Outro dia me peguei pensando nisso, nesse tal de jogo de filha e mãe. Não é um jogo de tabuleiro, claro, nem de videogame. É mais aquela dança estranha que a gente vive, sabe? Uma hora você é a filha que obedece, outra hora é a que bate o pé. E a mãe? Ah, a mãe também tem as fases dela nesse jogo.

Lembro bem de quando eu era pequena. O jogo era simples: eu fazia o que mandavam, ganhava um sorriso. Desobedecia, cara feia. Regras claras, né? Parecia fácil, mas já ali eu sentia que tinha algo mais, umas regras não ditas. Tipo, não podia questionar muito, tinha que adivinhar o que ela queria. Era um jogo de adivinhação às vezes.
Aí veio a adolescência. Nossa! O tabuleiro virou, as peças mudaram de lugar. Eu comecei a querer mudar as regras. Queria jogar do meu jeito. Foi uma fase complicada, cheia de conflito. Parecia que a gente estava em times opostos. As regras não ditas ficaram mais tensas:
- Não me critique na frente dos outros.
- Me deixe ter meus segredos.
- Entenda que eu cresci.
- Mas ainda cuide de mim (só quando eu quiser).
Que confusão!
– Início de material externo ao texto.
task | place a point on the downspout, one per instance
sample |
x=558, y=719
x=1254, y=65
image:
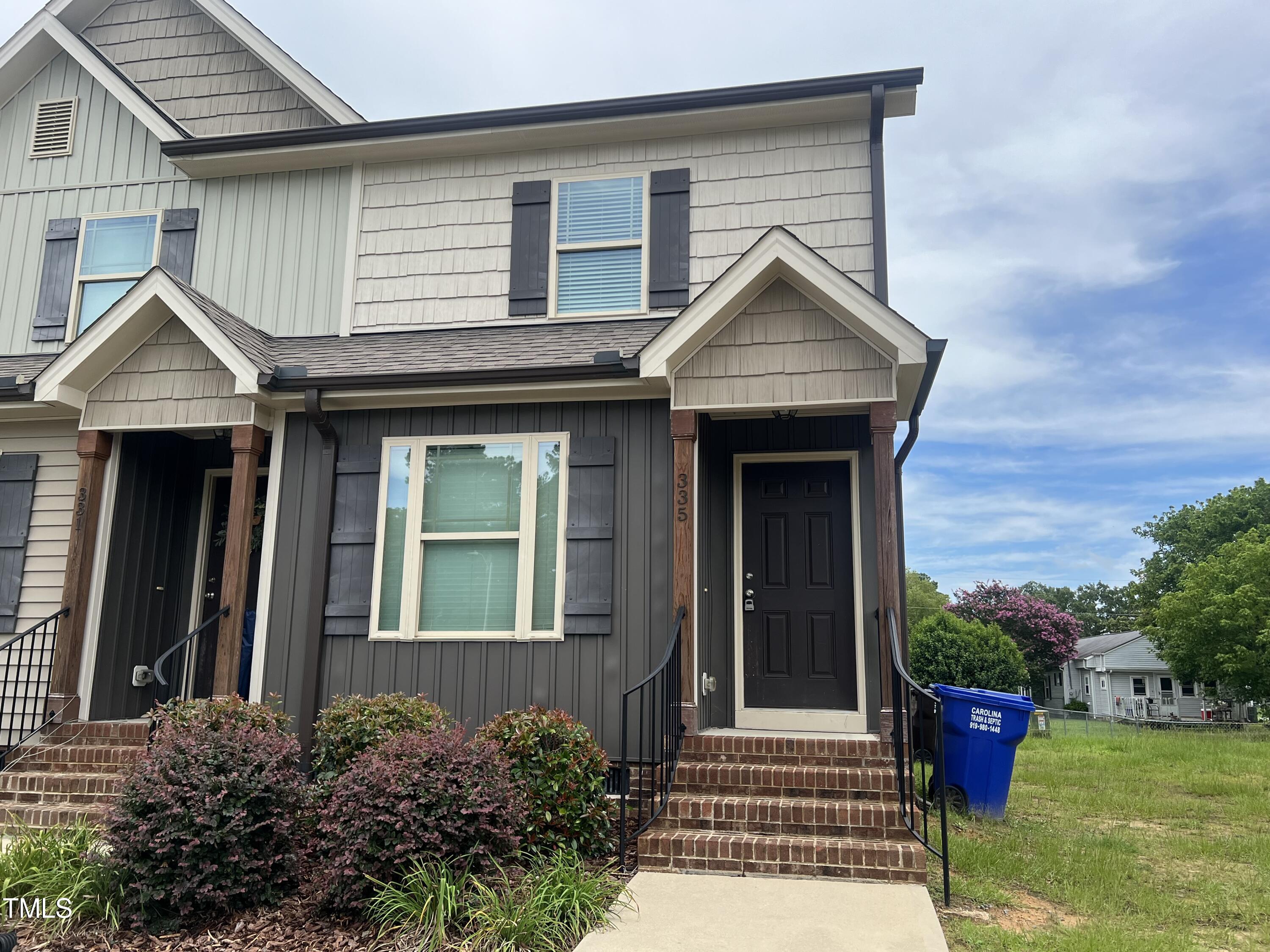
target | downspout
x=878, y=191
x=934, y=355
x=320, y=573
A gente brigava, fazia as pazes, brigava de novo. Era um empurra-empurra danado. Tentar entender o lado dela era difícil, e pra ela entender o meu, parecia impossível às vezes. Teve muita porta batida, muita lágrima escondida. Foi um período bruto, de aprender na marra como jogar essa nova versão.
Demorou, viu? Demorou pra gente achar um ritmo novo. Fui morar sozinha, ganhei minha independência. Isso ajudou. A distância deu uma perspectiva diferente. Comecei a ver ela não só como ‘mãe’, mas como mulher, com a história dela, os problemas dela. Ela também começou a me ver mais como adulta, eu acho. O jogo ficou menos sobre ganhar ou perder, e mais sobre… coexistir?
E hoje, como tá esse jogo?
Olha, ainda tem dias que a gente escorrega nas regras antigas. Ainda tem umas faíscas. Mas é diferente. Hoje a gente conversa mais, tenta se entender. Tem dia que eu sou mais filha, pedindo colo, conselho. Tem dia que sou mais amiga. Tem dia que até parece que os papéis se invertem um pouco, eu cuidando dela.

Não sei se esse ‘jogo’ acaba algum dia. Talvez não. Talvez seja só isso mesmo: ir ajustando as regras, aprendendo a jogar juntas, mesmo quando uma quer mover a peça pra esquerda e a outra pra direita. É complexo, cansativo às vezes, mas também tem um valor que só quem joga entende. No fundo, a gente só quer continuar na mesma partida, né?